On my way back from that, as I was approaching the Brooklyn Bridge, Diego called and said, "Laguardia's stripped," meaning the airport was empty of cabs. He went on, "All these flights were canceled, so tons of people are dying for cabs. Someone actually offered me $800 to take them to Toronto! Can you believe that?"
Apparently the intense heat and haze had caused problems with visibility or something and it grounded most of the planes in the New York area, so the airport was lucrative chaos.
I said, "Don't tell me you're on your way to Toronto right now."
"Hell no! You kidding me? That's a two-thousand dollar job. No, I got someone to midtown and then I'm racing right back. You should go."
I hopped on the BQE and sped over there. It was still stripped and I got someone going back to the city. He was coming from Atlanta and had been sitting in his plane on the runway for four hours before they finally took off for their hour-and-a-half flight.

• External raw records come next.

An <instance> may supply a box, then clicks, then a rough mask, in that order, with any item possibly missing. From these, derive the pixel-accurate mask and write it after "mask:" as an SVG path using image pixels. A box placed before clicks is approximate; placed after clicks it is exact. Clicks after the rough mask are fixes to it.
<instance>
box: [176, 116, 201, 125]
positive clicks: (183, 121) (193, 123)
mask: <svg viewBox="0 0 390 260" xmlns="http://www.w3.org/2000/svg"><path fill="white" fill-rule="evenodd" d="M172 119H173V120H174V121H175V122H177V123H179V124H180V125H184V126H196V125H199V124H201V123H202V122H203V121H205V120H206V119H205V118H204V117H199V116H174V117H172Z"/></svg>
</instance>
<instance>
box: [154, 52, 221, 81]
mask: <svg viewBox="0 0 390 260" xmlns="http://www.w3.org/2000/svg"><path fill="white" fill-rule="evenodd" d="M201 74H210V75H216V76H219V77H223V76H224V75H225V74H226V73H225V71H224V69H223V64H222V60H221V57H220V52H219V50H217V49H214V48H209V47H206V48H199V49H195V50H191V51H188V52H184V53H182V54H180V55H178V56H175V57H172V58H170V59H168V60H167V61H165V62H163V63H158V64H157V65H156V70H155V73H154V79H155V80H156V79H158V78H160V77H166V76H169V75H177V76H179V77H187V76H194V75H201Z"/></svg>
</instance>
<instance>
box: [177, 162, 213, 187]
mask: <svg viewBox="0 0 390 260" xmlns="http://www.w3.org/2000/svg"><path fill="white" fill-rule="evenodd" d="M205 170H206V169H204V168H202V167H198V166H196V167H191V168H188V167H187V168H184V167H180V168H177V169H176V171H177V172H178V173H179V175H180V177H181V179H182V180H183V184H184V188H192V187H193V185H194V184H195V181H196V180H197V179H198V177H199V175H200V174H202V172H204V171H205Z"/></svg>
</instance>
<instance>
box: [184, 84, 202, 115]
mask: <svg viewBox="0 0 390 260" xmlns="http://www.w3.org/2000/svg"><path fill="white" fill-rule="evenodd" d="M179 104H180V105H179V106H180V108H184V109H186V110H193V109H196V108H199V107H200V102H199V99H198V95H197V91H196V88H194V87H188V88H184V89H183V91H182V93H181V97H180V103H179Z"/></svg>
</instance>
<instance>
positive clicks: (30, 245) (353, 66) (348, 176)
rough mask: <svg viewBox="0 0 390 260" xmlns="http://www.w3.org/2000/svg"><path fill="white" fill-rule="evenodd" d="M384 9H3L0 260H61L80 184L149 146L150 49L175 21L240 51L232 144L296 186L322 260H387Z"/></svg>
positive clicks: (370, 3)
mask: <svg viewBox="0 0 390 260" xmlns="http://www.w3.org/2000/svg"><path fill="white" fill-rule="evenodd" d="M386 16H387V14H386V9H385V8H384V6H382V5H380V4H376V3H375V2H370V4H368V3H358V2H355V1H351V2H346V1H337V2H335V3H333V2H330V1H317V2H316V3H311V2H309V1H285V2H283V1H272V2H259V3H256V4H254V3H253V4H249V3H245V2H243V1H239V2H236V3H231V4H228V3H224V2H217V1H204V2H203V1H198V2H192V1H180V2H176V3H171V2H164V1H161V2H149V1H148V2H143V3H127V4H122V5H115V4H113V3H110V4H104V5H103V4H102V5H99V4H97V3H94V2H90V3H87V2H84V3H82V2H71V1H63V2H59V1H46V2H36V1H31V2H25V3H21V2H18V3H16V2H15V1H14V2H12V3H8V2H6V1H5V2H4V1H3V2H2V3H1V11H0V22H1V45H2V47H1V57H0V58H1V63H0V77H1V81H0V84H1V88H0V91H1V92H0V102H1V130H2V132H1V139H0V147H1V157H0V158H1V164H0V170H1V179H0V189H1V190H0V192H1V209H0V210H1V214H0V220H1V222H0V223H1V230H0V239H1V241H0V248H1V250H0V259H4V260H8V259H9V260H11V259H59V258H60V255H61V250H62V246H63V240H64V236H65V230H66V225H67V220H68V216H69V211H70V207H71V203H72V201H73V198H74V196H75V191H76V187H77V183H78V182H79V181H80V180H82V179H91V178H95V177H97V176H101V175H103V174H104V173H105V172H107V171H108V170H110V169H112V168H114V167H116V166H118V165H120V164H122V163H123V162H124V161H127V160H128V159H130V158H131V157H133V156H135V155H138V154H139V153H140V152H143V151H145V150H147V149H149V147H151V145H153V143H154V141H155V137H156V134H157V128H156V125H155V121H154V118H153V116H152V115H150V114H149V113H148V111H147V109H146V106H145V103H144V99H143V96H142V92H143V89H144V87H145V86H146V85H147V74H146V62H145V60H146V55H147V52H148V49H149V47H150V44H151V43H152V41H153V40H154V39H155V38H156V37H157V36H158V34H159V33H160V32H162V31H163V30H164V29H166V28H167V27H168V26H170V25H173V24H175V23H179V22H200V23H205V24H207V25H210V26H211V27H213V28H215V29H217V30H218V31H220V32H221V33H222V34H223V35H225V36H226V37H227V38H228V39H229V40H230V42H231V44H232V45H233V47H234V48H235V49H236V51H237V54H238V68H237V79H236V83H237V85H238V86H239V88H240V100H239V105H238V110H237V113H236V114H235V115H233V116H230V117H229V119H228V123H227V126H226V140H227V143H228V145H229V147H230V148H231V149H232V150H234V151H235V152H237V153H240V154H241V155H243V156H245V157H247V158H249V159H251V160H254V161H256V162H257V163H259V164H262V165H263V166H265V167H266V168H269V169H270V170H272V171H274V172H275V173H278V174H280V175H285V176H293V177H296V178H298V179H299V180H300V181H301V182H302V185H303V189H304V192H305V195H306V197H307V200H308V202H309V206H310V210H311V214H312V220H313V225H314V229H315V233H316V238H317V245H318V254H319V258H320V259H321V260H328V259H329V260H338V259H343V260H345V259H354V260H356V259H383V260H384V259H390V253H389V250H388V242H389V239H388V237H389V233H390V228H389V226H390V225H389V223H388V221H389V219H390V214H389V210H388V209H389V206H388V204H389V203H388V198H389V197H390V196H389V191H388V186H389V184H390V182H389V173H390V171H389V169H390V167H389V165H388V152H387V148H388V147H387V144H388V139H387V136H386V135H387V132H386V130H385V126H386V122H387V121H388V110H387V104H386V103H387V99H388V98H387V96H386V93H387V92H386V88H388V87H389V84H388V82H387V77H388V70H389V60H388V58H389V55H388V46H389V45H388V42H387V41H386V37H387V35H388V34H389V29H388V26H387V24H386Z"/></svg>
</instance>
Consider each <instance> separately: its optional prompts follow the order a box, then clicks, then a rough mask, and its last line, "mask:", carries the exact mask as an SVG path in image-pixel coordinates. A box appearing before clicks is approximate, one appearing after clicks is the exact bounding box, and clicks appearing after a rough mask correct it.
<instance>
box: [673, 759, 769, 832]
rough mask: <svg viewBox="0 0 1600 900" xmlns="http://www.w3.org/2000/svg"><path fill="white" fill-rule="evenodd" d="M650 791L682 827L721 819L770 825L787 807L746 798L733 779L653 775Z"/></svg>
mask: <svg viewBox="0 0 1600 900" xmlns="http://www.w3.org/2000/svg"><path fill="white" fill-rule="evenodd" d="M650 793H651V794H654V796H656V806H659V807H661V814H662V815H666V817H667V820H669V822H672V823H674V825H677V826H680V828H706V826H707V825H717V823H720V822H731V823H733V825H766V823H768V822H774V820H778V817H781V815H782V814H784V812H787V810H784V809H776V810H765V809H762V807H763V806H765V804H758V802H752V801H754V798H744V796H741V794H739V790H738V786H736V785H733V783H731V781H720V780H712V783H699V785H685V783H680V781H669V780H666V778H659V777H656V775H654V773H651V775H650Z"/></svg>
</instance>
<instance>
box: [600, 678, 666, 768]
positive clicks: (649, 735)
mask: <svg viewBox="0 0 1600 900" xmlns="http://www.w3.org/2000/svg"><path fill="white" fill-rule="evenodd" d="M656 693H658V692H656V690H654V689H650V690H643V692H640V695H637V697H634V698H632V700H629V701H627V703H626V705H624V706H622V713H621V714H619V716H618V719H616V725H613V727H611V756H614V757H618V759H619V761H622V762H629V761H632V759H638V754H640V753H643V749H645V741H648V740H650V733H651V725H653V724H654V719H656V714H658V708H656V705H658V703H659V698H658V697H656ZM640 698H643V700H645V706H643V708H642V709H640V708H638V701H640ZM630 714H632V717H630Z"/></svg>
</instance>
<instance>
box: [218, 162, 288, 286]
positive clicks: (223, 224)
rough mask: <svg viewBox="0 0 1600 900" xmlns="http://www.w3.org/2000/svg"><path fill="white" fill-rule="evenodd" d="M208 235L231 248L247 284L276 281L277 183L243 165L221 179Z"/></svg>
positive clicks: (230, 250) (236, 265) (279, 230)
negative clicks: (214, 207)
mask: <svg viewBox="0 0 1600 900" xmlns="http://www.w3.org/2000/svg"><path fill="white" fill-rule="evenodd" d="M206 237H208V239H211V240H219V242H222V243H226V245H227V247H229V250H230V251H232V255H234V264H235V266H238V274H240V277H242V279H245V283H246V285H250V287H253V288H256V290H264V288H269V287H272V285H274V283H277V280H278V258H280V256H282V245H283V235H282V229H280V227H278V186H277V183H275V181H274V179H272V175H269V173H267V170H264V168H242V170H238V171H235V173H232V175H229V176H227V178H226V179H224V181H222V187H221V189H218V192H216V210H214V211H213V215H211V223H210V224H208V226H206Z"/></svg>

I remarked on his mood, saying, "You seem pretty happy for someone who just sat on a plane for that long."
He replied, "I've had a few drinks."
Later on, I ended up getting extra lucky when I got a job to Edison, New Jersey. It's always good money when you take someone out of town. The guy was from California and got screwed over on his hotel so he was staying at the Hilton out there.
When I dropped him off, I got out of the cab to help him with his bags. As he left and went inside, some fat middle-aged dude with a cane came up to me. He'd been standing outside the hotel, and as he approached me, he said, "Are you the driver?" I said "Yes," and then he looked around, leaned in real close, exhaled his cigarette smoke, and said, "I'm looking for a strip club around here."
Apparently he'd had a few drinks too. Sorry to disappoint, I told him I was a New York cab driver and couldn't help him in this area. He hobbled back to the sliding glass doors as I got back in my cab and hauled ass back to the civilized world.